Details on study design:

- Duration of observation period following administration: 14 days
- Frequency of observations and weighing: Observations after dosing, frequently on Day 1 and on subsequent days at least twice per day. Weighing
on Days 1 (dosing), 4, 8 and 15 and at death
- Necropsy of survivors performed: yes
- Other examinations performed: clinical signs, body weight, histopathology (macroscopic post mortem examination)

Statistics:

No statistics.

Results and discussion

Mortality:

At 2000 mg/kg and 5000 mg/kg all animals died (4 males and 4 females).

Clinical signs:

- 25, 200, 2000 and 5000 mg/kg: pilo-erection, abnormal body carriage (hunched posture) and increased salivation (shortly after dosing)
- 200, 2000 and 5000 mg/kg: abnormal gait (waddling), lethargy and pallor of the extremities
- 2000 and 5000 mg/kg: decreased respiratory rate
- 5000 mg/kg: ptosis
- Recovery as judged by external appearance and behaviour: complete by Day 3 (25 mg/kg) and Day 9 (200 mg/kg).

Body weight:

- Body weight losses were recorded for all rats that died.
- Bodyweight loss for 1 male (dosed 200 mg/kg) on Day 4. Normal bodyweight gain on Days 8 and 15.
- Normal bodyweight gains for the remaining animals on Days 4, 8 and 15.

Gross pathology:

- Animals that died: autopsy revealed haemorrhage and congestion of the lungs and pallor of the spleen, liver and kidneys
- Terminal autopsy findings were normal.

Applicant's summary and conclusion

Interpretation of results:

Category 4 based on GHS criteria

Remarks:

Migrated information

Conclusions:

The acute lethal oral dose to rats of Etheramine C12-15 was found to be: between 200 and 2000 mg/kg bodyweight, with a LD50 cut-off of 500 mg/kgbw.

Executive summary:

The study was performed with similarities to OECD Guideline 423 (Acute Oral Toxicity - Acute Toxic Class Method) and according to GLP standards (audited in-house).

The test material, Etheramine C12-15 was evaluated for its acute oral toxicity potential in rats when administered as gavage doses at levels of 25, 200, 2000 and 5000 mg/kg to two males and two females. Dosing started with the lowest dose. As no deaths occurred at this level within 24 hours, the next dose was given to another group, and so on. At the 2000 and 5000 mg/kg levels all animals died. Clinical signs of toxicity included pilo-erection, abnormal body carriage and increased salivation accompanied by lethargy, abnormal gait, decreased respiratory rate, pallor of the extremities and ptosis. Gross pathologic examination on the animals that died showed haemorrhage and congestion of the lungs and pallor of the spleen, liver and kidneys. Gross pathologic examination at termination revealed nothing remarkable.

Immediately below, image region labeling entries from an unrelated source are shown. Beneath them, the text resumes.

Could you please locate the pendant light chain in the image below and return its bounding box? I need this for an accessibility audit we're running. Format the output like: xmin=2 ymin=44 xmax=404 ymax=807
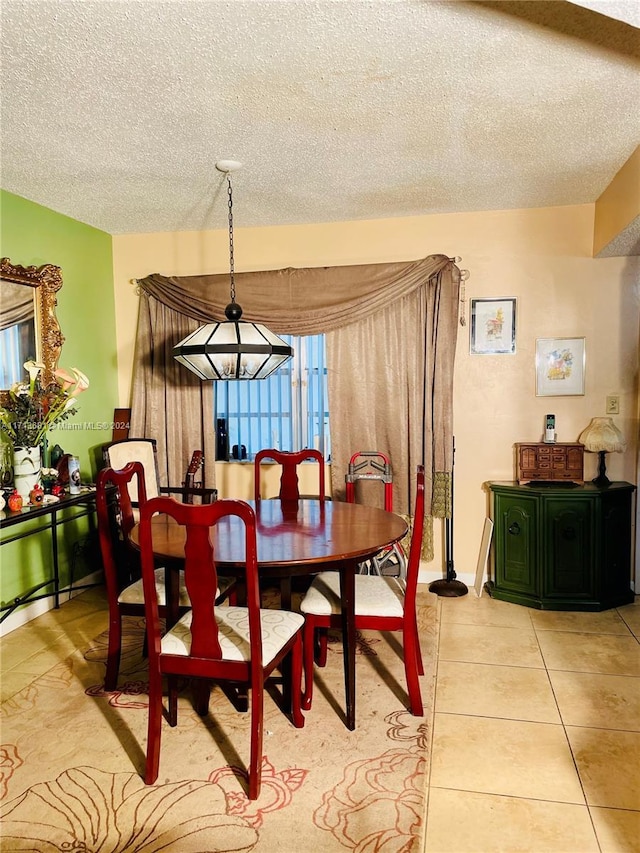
xmin=227 ymin=174 xmax=236 ymax=302
xmin=173 ymin=160 xmax=293 ymax=381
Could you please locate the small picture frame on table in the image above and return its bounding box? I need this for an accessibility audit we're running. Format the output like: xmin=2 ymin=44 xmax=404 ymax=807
xmin=536 ymin=338 xmax=586 ymax=397
xmin=469 ymin=296 xmax=516 ymax=355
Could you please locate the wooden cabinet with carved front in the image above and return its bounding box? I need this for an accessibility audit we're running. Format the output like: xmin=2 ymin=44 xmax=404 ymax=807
xmin=516 ymin=443 xmax=584 ymax=485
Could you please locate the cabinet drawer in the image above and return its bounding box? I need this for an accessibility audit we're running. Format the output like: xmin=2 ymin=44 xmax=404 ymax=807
xmin=516 ymin=442 xmax=584 ymax=485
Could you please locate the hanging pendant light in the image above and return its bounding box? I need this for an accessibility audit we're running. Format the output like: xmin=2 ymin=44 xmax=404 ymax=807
xmin=173 ymin=160 xmax=293 ymax=379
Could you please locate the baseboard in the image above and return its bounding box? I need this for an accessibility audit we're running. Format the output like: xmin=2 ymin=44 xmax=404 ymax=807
xmin=0 ymin=571 xmax=103 ymax=637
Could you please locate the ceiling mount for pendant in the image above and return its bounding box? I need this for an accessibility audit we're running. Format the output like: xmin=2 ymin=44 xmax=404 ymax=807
xmin=173 ymin=160 xmax=293 ymax=380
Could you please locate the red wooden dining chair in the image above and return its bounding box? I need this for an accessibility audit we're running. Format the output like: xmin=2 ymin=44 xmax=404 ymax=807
xmin=253 ymin=448 xmax=326 ymax=501
xmin=300 ymin=465 xmax=424 ymax=716
xmin=102 ymin=438 xmax=218 ymax=506
xmin=96 ymin=462 xmax=235 ymax=690
xmin=140 ymin=498 xmax=304 ymax=800
xmin=253 ymin=448 xmax=326 ymax=610
xmin=96 ymin=462 xmax=189 ymax=690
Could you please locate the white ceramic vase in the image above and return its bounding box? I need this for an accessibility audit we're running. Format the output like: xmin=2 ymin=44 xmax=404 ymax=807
xmin=13 ymin=447 xmax=42 ymax=503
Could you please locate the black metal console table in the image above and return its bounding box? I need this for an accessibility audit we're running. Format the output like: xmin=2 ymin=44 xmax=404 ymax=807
xmin=0 ymin=487 xmax=101 ymax=623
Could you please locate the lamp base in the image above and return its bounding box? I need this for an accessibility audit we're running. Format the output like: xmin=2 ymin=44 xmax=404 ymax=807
xmin=429 ymin=579 xmax=469 ymax=598
xmin=591 ymin=450 xmax=611 ymax=489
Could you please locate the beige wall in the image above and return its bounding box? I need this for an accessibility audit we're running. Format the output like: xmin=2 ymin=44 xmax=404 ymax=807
xmin=593 ymin=145 xmax=640 ymax=256
xmin=113 ymin=205 xmax=640 ymax=583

The dose of at 5000 mg/kg did not seem to results to higher toxicity compared to 2000 mg/kg, as time to death was not shorter (actually longer on average.)

The etheramine is (very) corrosive. The test substance was administrated undiluted at 200, 2000 and 5000 mg/kg with 0.23, 2.3 and 5.75 ml/kg respectively. It is uncertain what would happen at 300 mg/kg when 0.35 ml/kg would be dosed, but it is expected that most of the animals would survive this.

Consequently, Etheramine C12-15 is classified for GHS as Toxicity Category 4 with LD50 cut-off of 500 mg/kgbw.